As an Ayn Rand devotee, an engineer and an efficiency expert whom his kids called Mr. Work-the-Problem, Duane was clearly a self-directed problem solver. He was so loath to rely on external assistance that he couldn’t bring himself to trust his doctors (“I had a bypass which I didn’t need”) or Jim Blake, the private eye who was responsible for his case being dismissed in 1973. In 2006, Duane recalled Blake as some guy who had a silly theory about tree bark.  

Betty’s style was at the opposite end of Pargament’s spectrum. Raised by her devout Catholic mother Cundy, she believed her duty was to raise good Catholic kids. Betty’s religiosity brought Cundy’s approval. The elaborate Easter dresses and bonnets Betty made for Jan and Lynn, and the jaw-droppingly glamorous outfits she wore to church, also speak to social gains. But her orthodoxy had a price.

Marrying a Protestant-turned-atheist required Betty to wed in a Denver chapel instead of a cathedral or a Kansas church. Duane, too paid a price: he had to sacrifice his religious views for hers. After two daughters in three years, Betty conceived a third child he didn’t want. She miscarried and had a breakdown. At the psych facility, visitors were warned not to bring religious tracts. After she was released, she promptly became pregnant with Doug. When she conceived Greg, Duane got a vasectomy.

Whatever competence Betty had going into her marriage was relentlessly undermined by Duane (These are my guests. You will treat them right!) and his mother Lolita (What hideous drapes!). He agreed to raise their kids Catholic but was dismissive of her religion (he could be so hateful about meat on Fridays, Jean said) and picked fights about it with Dick Brickell.

And Betty was failing in her duty to raise good Catholic kids. Eldest daughter Jan got pregnant out of wedlock. Golden boy Doug renounced religion and refused to attend church. Unbeknownst to Betty, Lynn was cohabiting with her boyfriend in Boulder.

As Betty turned increasingly to religion to cope, her world shrank. She couldn’t turn to anyone for help—not even Jean. The night before she was killed, she dealt with her problems by launching into a crying jag. According to Duane’s confession, when she started crying again the next morning it was the last straw.

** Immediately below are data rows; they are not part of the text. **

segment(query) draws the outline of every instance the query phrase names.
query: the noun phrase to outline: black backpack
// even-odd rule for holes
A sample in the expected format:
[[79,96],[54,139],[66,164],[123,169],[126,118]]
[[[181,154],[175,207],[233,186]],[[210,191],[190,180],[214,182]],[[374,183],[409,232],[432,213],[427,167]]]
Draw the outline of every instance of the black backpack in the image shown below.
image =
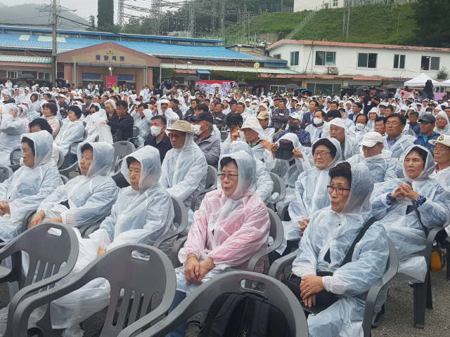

Barb Dean was no fashion plate, but she was president of the University of Illinois Accountancy Club. While Betty’s world was crumbling, Barb could sit in a booth in a Mexican restaurant with Duane on a Friday night, have a drink and laugh. When was the last time he and Betty laughed?

Betty’s belief that marriage was sacred put divorce off the table. Her duty was to give birth to and raise good Catholics. Duane’s was to be bound to her in sickness and health. At The Red Lion Inn after her murder, his resentment at his lost opportunities gushed out.

The day I testified in the cold case. Betty’s sisters Agnes and Thelma were in the front row. When I left the witness stand, Ag hugged me and whispered in my ear.

We weren’t all like Betty, she said.